Some of the people who have sat next to me have been right, even more have been wrong, and better yet, I've been both of those things too. Some have been beautiful, some not so much. Some well-educated, others not so much. Some have been nice, many more quite the opposite. On and on and on, and still things have to get done. And when it comes time to get those things done, you look around, and that is all you have; the people sitting next to you.

And you learn to love. A family kind of love. The kind of love where you want to strangle your cousin Larry, because he deserves to be strangled, but he is your cousin and always will be, so you have to love him. You don't have a choice whether or not to be cousins, you only have the choice to learn to love him or be miserable.

It isn't easy.

But that’s the point. This is simply how it is. By "it" I mean reality. Truth. This is reality. Take a look at the people around you and this is how it is. It is like this now, and it will be like this in eternity.
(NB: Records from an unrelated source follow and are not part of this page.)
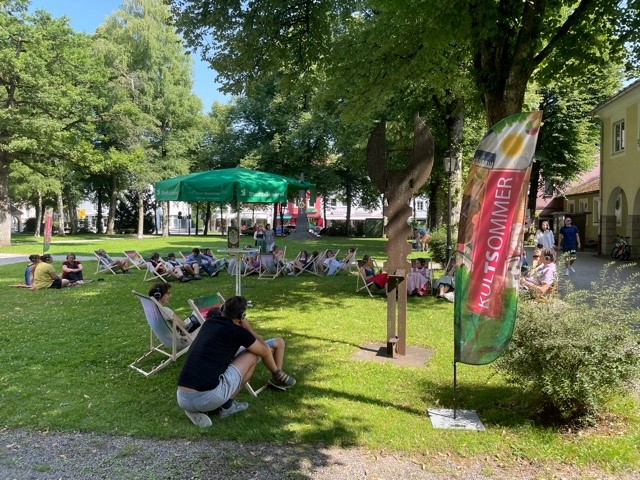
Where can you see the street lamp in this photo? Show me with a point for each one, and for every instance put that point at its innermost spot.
(451, 162)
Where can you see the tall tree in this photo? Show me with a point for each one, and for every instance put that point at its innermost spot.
(152, 126)
(46, 100)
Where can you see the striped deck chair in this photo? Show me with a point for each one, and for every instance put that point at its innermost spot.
(135, 259)
(201, 306)
(166, 337)
(365, 285)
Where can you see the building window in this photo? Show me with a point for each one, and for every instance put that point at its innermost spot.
(584, 205)
(618, 136)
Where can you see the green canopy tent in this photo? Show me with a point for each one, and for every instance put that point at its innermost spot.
(233, 185)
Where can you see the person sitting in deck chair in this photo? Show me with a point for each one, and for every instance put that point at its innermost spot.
(115, 264)
(216, 368)
(379, 279)
(446, 284)
(543, 277)
(72, 269)
(161, 267)
(199, 262)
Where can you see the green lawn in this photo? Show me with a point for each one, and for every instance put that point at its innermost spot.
(64, 366)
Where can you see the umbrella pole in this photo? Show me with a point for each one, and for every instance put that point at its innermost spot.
(238, 256)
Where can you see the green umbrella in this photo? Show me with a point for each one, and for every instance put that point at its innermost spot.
(234, 185)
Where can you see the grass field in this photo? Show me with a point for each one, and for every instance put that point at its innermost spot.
(64, 366)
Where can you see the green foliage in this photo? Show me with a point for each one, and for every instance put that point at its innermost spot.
(438, 243)
(570, 360)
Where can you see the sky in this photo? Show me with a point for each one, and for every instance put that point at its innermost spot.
(87, 15)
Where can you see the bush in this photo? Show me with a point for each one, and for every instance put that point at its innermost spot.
(570, 360)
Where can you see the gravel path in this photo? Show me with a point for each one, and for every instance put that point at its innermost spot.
(44, 456)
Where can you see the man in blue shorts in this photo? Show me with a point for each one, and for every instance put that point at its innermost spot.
(220, 362)
(569, 241)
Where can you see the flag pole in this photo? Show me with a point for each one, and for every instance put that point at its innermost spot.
(455, 389)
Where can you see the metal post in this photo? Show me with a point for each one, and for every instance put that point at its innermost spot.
(455, 390)
(448, 215)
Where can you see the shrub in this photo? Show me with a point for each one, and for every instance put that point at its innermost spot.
(570, 360)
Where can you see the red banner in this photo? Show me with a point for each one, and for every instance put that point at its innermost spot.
(48, 227)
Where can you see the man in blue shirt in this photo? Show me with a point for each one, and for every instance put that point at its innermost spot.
(569, 241)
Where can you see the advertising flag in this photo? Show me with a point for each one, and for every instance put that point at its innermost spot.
(490, 239)
(48, 226)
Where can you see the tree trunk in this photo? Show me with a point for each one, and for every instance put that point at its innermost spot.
(39, 211)
(60, 215)
(99, 215)
(5, 204)
(140, 215)
(165, 219)
(113, 203)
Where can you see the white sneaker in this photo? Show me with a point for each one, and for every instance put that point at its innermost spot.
(199, 419)
(236, 407)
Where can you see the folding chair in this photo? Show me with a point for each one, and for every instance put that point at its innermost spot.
(365, 285)
(317, 267)
(152, 274)
(349, 262)
(104, 263)
(268, 268)
(200, 307)
(135, 259)
(166, 337)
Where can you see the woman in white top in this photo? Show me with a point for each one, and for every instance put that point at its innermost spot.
(544, 236)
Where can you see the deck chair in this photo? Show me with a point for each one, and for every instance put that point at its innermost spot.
(200, 307)
(166, 337)
(135, 259)
(349, 262)
(152, 274)
(316, 267)
(104, 265)
(268, 269)
(365, 285)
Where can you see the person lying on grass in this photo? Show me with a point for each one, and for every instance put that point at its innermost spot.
(221, 360)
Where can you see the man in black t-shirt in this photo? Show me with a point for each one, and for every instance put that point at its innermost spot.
(214, 372)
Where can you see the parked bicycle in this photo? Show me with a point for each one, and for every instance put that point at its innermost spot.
(622, 249)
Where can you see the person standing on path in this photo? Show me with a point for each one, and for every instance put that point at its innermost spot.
(544, 236)
(569, 241)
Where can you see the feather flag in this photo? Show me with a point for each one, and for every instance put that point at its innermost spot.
(490, 239)
(48, 227)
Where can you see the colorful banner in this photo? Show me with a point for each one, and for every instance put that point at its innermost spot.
(490, 239)
(48, 226)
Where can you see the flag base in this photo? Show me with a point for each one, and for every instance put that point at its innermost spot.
(465, 419)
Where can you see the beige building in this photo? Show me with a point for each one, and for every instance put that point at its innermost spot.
(620, 168)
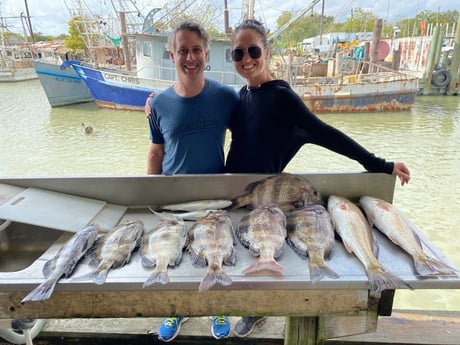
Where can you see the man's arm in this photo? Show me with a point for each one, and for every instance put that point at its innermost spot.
(155, 159)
Eternity, or heaven, is not clouds and space, it is faces. This is not to say that all these faces are just or justified, including that one in the mirror. But here we all are — in this together. And our charge is to get better.

A lot better.

Christianity, of which we are part, is based on the idea that this human pursuit of perfection is impossible. We can't do it and are doomed to be failures, hence the need for a Christ to redeem us from ourselves. And that is Mormonism. This role of Jesus Christ is where one sacrificed and helped another get better, even though that "other" was deficient, and we are charged with the task of becoming more Christ-like.

So we have to help the person in the chair next to us, even if they are no longer sitting in that chair, even if they don't deserve it, even if they are horrible. Or even if they are wonderful.

And we have to be helped too.

Because on any given day, or in any one way, I am both horrible and wonderful.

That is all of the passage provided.